Ask HN: PhD in Germany - blitzkrieg
Hello all,
I currently live in Germany. I want to apply for a PhD position (Computer Engineering) here. My problem is that I have done Masters without thesis. Wherever I find a suitable position for myself it&#x27;s expected to send an abstract of Master Thesis with application. I am even ready to do Research Assistantship under a professor if required to show that I am capable of doing research. How should I proceed with my application ? 
Thanks in advance for help.
======
probably_wrong
I didn't even know you could get a Masters without a thesis. Live and learn.

Did you get your degree outside Germany? If so, you should check in the Anabin
database [1] whether your degree is properly recognized in Germany. If it
isn't, you'll need to figure out a way to convince the University that your
degree is valid. Your future PhD advisor can guide you through this - the
procedure often involves sending enough proof to a committee that will then
say "yes, this is acceptable".

If your degree is recognized, then you should explain in your cover letter
that you have a non-thesis Masters. A paragraph about the extra work you had
to do instead would be nice. If/once you make it to the interview, I would
expect to be asked a couple questions about this.

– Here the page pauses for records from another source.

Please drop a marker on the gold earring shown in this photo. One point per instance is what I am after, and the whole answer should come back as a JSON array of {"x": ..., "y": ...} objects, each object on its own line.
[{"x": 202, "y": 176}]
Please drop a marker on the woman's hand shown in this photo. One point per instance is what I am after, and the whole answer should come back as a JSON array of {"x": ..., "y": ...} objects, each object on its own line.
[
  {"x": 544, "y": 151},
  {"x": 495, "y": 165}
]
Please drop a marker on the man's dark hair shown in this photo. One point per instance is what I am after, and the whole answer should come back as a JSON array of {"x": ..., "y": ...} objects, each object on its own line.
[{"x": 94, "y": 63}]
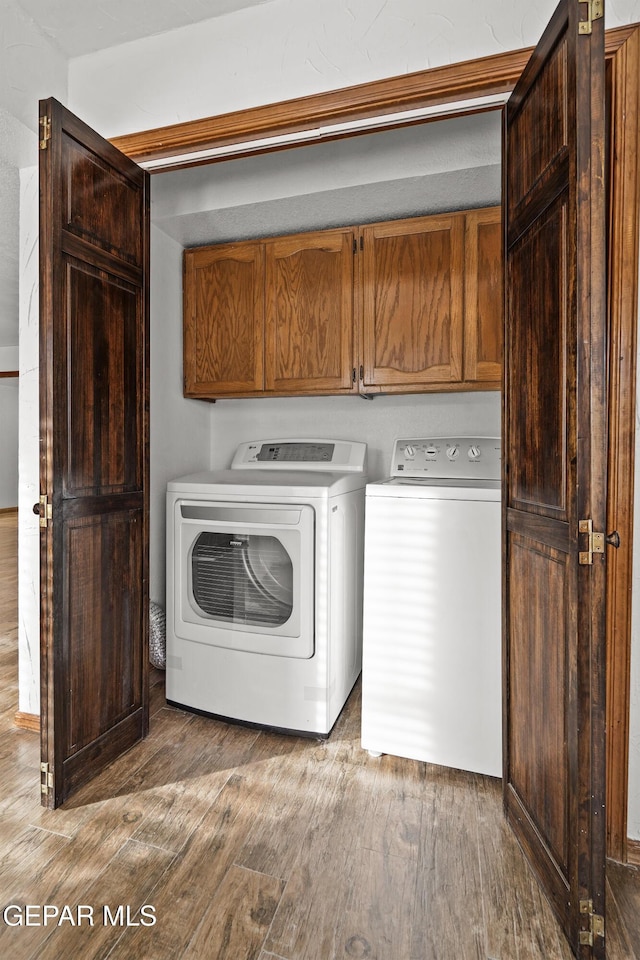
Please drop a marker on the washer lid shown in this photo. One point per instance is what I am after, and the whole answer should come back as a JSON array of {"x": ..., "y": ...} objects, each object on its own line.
[
  {"x": 266, "y": 484},
  {"x": 436, "y": 489}
]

[1] [https://anabin.kmk.org/anabin.html](https://anabin.kmk.org/anabin.html)

------
barry-cotter
Send emails to professors you would be interested in working under. As I
understand it in Germany you absolutely must have a faculty sponsor to do a
Ph.D. anyway. Ask about either doing an independent project under their
direction or working as a research assistant. Good luck.

------
AlDante2
Possibly change your user name before contacting any German universities...
:-)